Dr Pushparaj Singh, a cornea transplant surgeon with Lions Eye Hospital, says cornea donations are done when one is dead.

“The cornea has to be harvested within six hours after death. After harvesting, it is placed in a medium and transplanted within two to three weeks.”

With 50,000 Kenyans currently in need of a cornea, Dr Singh says it is important for Kenyans to consider cornea donation after death.

“All you need to do is inform your spouse and family that you want to donate your cornea and also pledge with an eye bank (like Lions eye Hospital),” he says.

Dr Ponoth says nearly every organ in the human body can be donated for use.

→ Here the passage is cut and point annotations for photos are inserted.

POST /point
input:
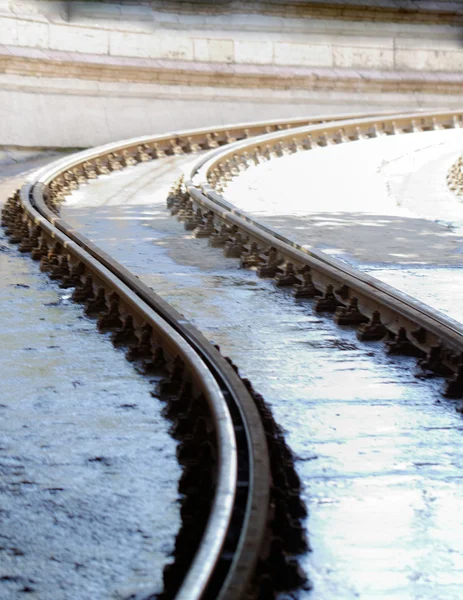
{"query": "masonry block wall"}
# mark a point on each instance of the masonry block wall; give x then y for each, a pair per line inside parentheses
(116, 69)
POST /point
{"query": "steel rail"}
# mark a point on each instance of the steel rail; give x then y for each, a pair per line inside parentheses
(39, 201)
(228, 399)
(425, 328)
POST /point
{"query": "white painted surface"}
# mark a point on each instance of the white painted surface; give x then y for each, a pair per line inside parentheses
(381, 205)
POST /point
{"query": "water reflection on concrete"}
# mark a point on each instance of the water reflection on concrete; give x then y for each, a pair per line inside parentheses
(381, 205)
(379, 451)
(88, 473)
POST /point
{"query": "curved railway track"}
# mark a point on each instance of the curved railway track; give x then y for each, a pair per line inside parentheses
(241, 506)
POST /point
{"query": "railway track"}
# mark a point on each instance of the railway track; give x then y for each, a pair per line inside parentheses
(241, 510)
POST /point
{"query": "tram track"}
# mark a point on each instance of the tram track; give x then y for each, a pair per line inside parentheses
(236, 555)
(225, 548)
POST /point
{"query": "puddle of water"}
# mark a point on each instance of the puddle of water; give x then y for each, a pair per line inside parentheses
(89, 475)
(379, 450)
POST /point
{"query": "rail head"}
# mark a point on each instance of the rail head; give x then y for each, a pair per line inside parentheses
(47, 189)
(202, 186)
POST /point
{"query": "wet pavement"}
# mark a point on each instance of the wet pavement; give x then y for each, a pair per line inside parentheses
(379, 450)
(88, 472)
(381, 205)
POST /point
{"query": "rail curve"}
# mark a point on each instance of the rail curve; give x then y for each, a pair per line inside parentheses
(225, 428)
(354, 298)
(229, 438)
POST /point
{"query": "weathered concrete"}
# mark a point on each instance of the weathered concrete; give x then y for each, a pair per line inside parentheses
(382, 205)
(88, 472)
(379, 452)
(142, 70)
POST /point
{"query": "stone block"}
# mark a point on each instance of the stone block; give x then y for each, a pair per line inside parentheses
(363, 58)
(32, 34)
(144, 45)
(201, 50)
(175, 46)
(315, 55)
(430, 60)
(221, 51)
(260, 53)
(8, 31)
(78, 39)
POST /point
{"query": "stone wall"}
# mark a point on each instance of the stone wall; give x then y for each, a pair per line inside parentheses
(126, 65)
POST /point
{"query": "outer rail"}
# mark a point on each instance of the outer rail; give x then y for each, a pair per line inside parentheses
(354, 297)
(34, 220)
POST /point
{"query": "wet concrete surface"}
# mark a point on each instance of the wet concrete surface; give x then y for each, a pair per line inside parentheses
(88, 472)
(379, 450)
(381, 205)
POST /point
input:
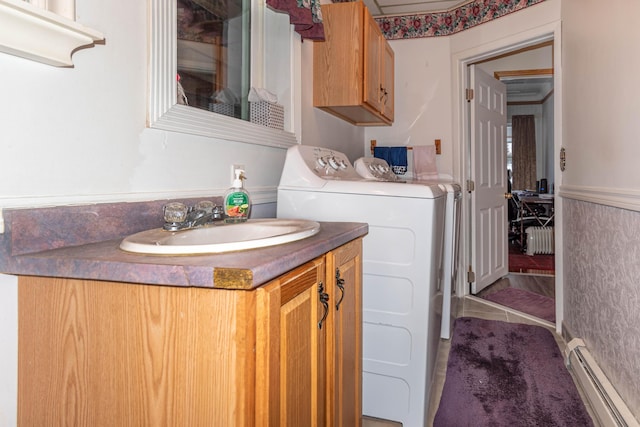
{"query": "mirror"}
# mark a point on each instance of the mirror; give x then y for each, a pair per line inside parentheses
(214, 55)
(164, 112)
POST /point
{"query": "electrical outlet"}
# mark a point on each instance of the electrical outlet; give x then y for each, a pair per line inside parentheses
(233, 170)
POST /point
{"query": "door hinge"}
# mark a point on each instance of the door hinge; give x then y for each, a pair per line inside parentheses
(471, 186)
(471, 276)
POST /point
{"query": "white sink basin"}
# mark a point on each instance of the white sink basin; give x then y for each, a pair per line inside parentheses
(255, 233)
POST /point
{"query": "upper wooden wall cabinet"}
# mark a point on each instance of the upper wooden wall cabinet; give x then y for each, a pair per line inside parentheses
(353, 67)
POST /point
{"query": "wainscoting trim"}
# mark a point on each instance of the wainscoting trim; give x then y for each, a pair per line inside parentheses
(616, 197)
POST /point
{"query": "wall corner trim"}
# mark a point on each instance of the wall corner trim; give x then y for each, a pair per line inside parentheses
(616, 197)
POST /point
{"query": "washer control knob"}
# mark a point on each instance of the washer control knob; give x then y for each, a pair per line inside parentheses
(333, 163)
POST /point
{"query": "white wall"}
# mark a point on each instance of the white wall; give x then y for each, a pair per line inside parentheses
(321, 128)
(422, 90)
(601, 125)
(600, 134)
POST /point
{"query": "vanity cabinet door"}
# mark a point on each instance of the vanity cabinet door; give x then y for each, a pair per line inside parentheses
(344, 265)
(292, 328)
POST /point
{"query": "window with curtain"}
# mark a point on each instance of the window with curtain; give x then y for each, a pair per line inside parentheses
(523, 139)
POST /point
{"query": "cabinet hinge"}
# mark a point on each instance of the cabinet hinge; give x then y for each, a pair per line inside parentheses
(469, 94)
(471, 276)
(471, 185)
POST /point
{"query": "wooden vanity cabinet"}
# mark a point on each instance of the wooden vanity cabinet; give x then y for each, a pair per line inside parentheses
(353, 74)
(345, 347)
(108, 353)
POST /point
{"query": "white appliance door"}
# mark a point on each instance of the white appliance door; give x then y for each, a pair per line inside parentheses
(489, 228)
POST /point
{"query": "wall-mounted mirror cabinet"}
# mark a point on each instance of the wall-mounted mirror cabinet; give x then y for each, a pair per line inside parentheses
(204, 57)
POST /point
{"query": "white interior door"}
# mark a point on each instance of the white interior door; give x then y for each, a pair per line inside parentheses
(489, 228)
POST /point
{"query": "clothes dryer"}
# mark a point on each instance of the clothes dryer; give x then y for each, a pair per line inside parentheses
(401, 323)
(373, 168)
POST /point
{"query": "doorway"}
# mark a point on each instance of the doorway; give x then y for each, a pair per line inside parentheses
(498, 58)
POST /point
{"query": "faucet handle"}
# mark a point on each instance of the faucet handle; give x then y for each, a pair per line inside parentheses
(175, 212)
(206, 206)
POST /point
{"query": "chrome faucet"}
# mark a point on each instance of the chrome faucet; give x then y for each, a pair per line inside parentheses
(178, 216)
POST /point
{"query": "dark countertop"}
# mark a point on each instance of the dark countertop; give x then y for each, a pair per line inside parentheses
(232, 270)
(83, 242)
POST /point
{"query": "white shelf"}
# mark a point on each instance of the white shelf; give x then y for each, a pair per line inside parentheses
(39, 35)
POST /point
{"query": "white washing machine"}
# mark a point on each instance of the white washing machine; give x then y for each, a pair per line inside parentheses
(401, 253)
(378, 169)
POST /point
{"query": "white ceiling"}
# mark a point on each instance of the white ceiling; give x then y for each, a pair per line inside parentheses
(410, 7)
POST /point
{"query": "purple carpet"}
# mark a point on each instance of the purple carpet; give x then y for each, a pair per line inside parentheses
(525, 301)
(507, 374)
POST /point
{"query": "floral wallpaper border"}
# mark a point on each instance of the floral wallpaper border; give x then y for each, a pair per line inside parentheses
(451, 21)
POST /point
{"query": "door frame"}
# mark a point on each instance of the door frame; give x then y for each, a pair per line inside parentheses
(461, 138)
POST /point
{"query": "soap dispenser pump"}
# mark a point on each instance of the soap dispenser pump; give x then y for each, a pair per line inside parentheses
(236, 201)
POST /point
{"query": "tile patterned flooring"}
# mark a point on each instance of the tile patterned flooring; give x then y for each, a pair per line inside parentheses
(477, 307)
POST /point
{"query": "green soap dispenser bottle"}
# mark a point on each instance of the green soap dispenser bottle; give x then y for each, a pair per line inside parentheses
(236, 201)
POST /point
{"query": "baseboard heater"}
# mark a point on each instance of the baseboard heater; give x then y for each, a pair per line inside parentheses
(605, 402)
(540, 240)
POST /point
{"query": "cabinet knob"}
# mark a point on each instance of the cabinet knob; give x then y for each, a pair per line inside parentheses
(340, 284)
(324, 300)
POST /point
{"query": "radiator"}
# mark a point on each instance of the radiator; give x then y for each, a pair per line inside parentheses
(540, 240)
(604, 401)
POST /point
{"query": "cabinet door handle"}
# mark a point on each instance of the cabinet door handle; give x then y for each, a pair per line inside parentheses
(340, 284)
(324, 300)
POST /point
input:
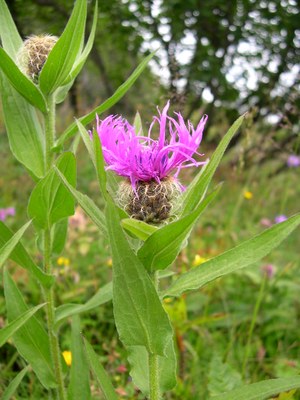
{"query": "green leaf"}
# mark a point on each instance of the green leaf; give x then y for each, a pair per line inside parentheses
(119, 93)
(261, 390)
(99, 164)
(196, 190)
(12, 327)
(139, 316)
(59, 235)
(31, 340)
(79, 387)
(50, 201)
(10, 38)
(21, 83)
(13, 386)
(25, 134)
(94, 149)
(222, 376)
(163, 246)
(80, 61)
(21, 257)
(241, 256)
(103, 295)
(62, 57)
(9, 246)
(140, 229)
(100, 373)
(137, 123)
(138, 359)
(86, 203)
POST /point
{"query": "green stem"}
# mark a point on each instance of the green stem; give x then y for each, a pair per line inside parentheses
(50, 133)
(253, 322)
(154, 377)
(49, 293)
(153, 359)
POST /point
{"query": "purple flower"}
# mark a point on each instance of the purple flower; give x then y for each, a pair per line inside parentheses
(4, 212)
(293, 161)
(280, 218)
(141, 158)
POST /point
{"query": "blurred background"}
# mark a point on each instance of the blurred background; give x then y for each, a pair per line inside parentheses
(222, 58)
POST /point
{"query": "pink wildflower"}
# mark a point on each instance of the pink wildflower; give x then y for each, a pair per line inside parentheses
(141, 158)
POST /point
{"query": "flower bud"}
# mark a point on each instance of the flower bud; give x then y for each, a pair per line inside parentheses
(150, 201)
(33, 54)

“Except the brain – for now,” he says. 

He says Kenyans ought to be open-minded about organ donation “because you never know if it is you or someone you love dearly who will need that organ.” The hospital gets two to three donations of cornea per month mainly from the Asian community.

Why Kenyans don’t donate organs

While the Health Act 2017 is laudable, Dr Munene believes that as a society we are still a long way from accepting organ donation.

“The first thing that needs to happen is educating the public about organ transplant,” he says.

There are taboos and cultural beliefs that would hold people back from donating.

Dr Ponoth identifies one as the belief in ‘heart death’.

He says: “Some communities believe that one is only dead when their heart stops beating.”

For a heart to be harvested for transplant, Dr Ponoth observes, it must still be alive and still beating inside the donor.

“The heart is not dead but the brain is dead. It becomes difficult to convince once loved ones that they are dead and therefore their heart can be harvested,” he says.

Sociologist Karatu Kiemo of University of Nairobi argues that some communities believe the heart is equivalent to the soul.

“Therefore when you donate a heart to someone else, the belief is that the soul of the one who is dead takes over in the body of the recipient of the heart,” he says.

“A family would therefore find it hard to see their loved one ‘alive’ inside another person’s body,” he says.

According to Kiemo, some Kenyans may also be sceptical as to whether doctors would be unethical in harvesting organs.

“There is the fear that when one is involved in an accident, doctors may not work hard to save their life in order to harvest their organs,” he says.

In a world where evil is abundant, he says, tight regulations on donation will be needed to allay fears.